At the time my sons were 4 and 6 years old, and although the Little Tikes Twin Slide had served them well, they were definitely ready for something a little more challenging.
So with a budget of around £400 and an open mind I began researching climbing frames, swings, slides, see-saws and just about anything else I could use to make our large, but empty back garden a more entertaining space.
In the end I decided that I preferred wooden climbing frames for durability and aesthetic reasons, and settled on this Pyramid Climbing Frame from Plum.

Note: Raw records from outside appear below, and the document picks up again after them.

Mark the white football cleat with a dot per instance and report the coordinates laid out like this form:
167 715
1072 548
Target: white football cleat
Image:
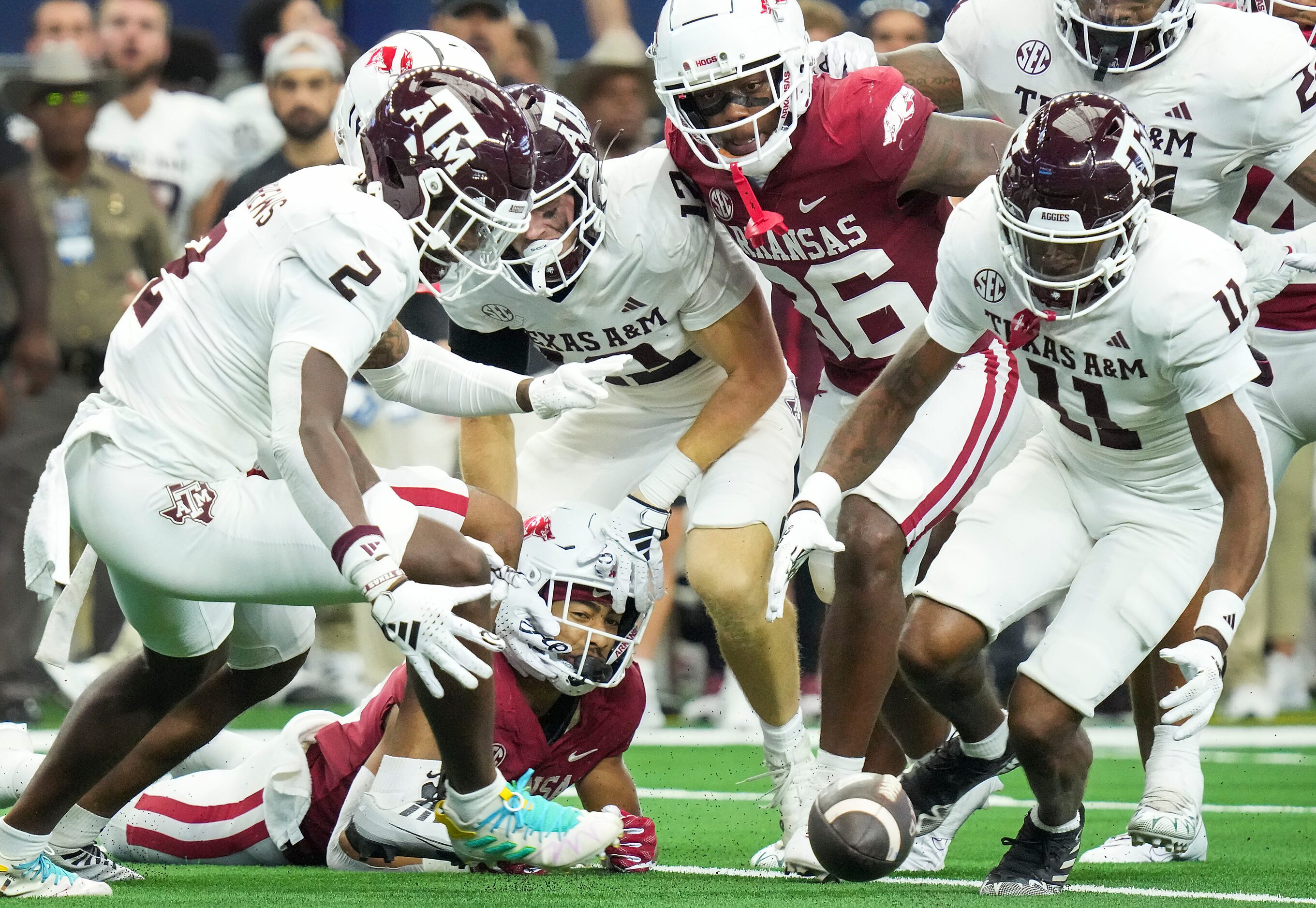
40 878
1165 819
91 863
1120 849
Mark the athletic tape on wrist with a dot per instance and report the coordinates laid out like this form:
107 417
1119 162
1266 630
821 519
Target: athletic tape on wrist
822 490
1220 611
669 480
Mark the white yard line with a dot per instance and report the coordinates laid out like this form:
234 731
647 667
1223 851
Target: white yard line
974 883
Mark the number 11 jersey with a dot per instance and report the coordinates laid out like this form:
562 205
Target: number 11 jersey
856 260
1118 382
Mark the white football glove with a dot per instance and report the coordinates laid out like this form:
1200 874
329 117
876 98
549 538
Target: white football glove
843 54
634 535
576 386
1202 665
419 619
1272 265
806 532
530 632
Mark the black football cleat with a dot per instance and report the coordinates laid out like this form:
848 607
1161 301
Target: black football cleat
1037 863
946 776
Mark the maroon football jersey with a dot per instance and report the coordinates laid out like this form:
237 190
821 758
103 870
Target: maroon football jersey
607 723
1274 205
856 260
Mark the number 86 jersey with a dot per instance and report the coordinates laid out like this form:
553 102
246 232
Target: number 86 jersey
1119 381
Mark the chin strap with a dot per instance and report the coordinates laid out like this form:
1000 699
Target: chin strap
761 223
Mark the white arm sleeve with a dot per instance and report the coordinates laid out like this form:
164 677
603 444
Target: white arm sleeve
325 518
437 381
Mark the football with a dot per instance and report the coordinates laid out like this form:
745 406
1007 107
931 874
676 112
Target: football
862 827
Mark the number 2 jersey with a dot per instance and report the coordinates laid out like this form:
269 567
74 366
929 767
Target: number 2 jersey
856 260
307 260
1119 381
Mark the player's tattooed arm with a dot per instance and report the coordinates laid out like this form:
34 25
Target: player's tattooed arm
928 70
1228 447
957 154
391 349
885 411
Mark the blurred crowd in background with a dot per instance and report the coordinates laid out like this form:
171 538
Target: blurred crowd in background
127 136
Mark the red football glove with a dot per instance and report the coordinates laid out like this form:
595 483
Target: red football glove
637 850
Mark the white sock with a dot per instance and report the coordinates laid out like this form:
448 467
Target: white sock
17 847
77 828
778 739
468 807
1176 766
990 748
1065 827
16 772
224 752
402 778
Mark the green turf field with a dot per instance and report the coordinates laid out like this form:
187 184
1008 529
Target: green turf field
1264 852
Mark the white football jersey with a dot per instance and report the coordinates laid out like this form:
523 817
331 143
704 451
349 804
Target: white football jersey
1238 91
183 145
1119 381
660 273
309 260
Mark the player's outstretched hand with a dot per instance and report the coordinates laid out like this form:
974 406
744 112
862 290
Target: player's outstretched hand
843 54
1272 265
576 386
528 630
419 619
806 532
1202 665
635 533
637 849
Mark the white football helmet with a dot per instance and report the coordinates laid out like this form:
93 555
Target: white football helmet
1295 11
1089 29
563 558
699 46
374 74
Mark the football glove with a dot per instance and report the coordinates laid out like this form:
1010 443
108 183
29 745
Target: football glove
843 54
637 849
1202 665
806 532
528 631
634 535
574 386
1272 265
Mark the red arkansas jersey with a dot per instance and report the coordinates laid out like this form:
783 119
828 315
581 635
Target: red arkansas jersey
607 723
860 264
1273 205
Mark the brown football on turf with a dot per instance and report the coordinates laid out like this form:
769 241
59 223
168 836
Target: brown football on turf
862 827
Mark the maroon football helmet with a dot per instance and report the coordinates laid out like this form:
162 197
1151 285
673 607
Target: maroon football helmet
565 162
452 154
1102 36
1073 198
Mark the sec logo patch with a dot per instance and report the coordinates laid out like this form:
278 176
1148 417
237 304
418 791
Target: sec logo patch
722 205
990 285
1034 57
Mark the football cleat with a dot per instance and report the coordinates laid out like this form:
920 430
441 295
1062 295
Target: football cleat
410 828
40 878
531 830
936 783
1165 819
91 863
1037 863
1120 849
930 850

Three years on I thought it was about time I got around to writing up a review for it.
Fresh Out The Box
As with most jumbo constructions, this came as a flat pack. Some climbing frame retailers will deliver their play equipment ready-constructed for a fee, but ours came in pieces in a cardboard box. Although just a hazy memory now, I don’t recall the construction being too traumatic. We had a plastic dome climbing frame before and do remember the many hours of blood, sweat and tears that went into clicking that together, the Pyramid was definitely easier than that.
Once everything was screwed into place the climbing frame was ready to go. We had already bought the rubber mats to put around the edge, and the frame just needed to be staked into the ground rather than concreted like some models. The wood was pre-treated so there was no need to stain or varnish that either.

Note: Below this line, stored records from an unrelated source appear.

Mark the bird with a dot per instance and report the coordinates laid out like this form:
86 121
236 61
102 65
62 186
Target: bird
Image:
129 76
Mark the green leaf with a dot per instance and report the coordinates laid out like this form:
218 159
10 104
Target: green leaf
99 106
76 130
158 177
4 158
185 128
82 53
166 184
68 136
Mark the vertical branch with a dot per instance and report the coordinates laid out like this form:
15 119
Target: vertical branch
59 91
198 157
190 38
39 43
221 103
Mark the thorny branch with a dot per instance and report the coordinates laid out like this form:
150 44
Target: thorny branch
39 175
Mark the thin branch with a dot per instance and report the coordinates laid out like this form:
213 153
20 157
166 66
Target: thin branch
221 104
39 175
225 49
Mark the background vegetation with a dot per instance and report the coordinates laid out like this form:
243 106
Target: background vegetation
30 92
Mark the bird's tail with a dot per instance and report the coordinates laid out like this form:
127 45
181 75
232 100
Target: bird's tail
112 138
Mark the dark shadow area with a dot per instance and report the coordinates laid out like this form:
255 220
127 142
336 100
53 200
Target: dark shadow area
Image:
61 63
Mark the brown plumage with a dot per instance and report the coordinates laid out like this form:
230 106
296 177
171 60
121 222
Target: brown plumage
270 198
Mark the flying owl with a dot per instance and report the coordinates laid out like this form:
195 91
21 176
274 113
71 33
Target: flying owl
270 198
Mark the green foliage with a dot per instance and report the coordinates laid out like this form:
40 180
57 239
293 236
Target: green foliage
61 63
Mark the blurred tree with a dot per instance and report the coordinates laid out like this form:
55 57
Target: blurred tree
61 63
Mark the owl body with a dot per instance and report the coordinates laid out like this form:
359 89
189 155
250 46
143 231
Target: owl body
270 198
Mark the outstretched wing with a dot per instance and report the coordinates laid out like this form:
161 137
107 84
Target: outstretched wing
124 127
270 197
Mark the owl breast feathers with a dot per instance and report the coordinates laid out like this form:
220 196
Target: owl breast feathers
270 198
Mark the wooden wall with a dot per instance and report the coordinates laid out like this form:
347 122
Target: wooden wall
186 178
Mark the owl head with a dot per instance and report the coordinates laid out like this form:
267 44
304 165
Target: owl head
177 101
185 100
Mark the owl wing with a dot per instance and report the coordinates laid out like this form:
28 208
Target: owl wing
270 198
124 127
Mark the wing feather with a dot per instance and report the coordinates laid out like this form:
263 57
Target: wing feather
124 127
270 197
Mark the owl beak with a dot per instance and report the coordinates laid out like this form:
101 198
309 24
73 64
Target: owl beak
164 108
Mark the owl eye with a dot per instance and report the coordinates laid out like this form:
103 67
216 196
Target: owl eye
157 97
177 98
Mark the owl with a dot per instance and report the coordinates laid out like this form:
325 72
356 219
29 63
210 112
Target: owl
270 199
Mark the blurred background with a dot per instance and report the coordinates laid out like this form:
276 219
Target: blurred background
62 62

The boys have had hours of pleasure from this. I loved the design because of the two large platforms at the top. These have been the source much joy over the years, providing a great base from which to pretend to shoot the neighbours, spy on the cat and launch water bombs at their parents.
Lasting The Distance
As you can see from the pictures the wood could do with a little tlc, and the camouflage tent is long gone, ripped in the wind, but otherwise the climbing frame is in excellent condition. There are no split of cracks in the wood, and all the fixings and fittings (apart from the tent) are in tact. Our garden backs onto fields so we can experience some pretty extreme weather, but besides the damage to the tent area, the frame appears to have been unaffected.
We have moved the pyramid on a couple of occasions. This is a two person job, and to prevent damage it should be lifted rather than dragged. We also removed the slide first to eliminate the risk of it getting snapped.
I would heartily recommend this toy. It’s been worth every penny spent on it, and I think it will last another few years. The model has been slightly updated, and now includes the option to add a swing arm.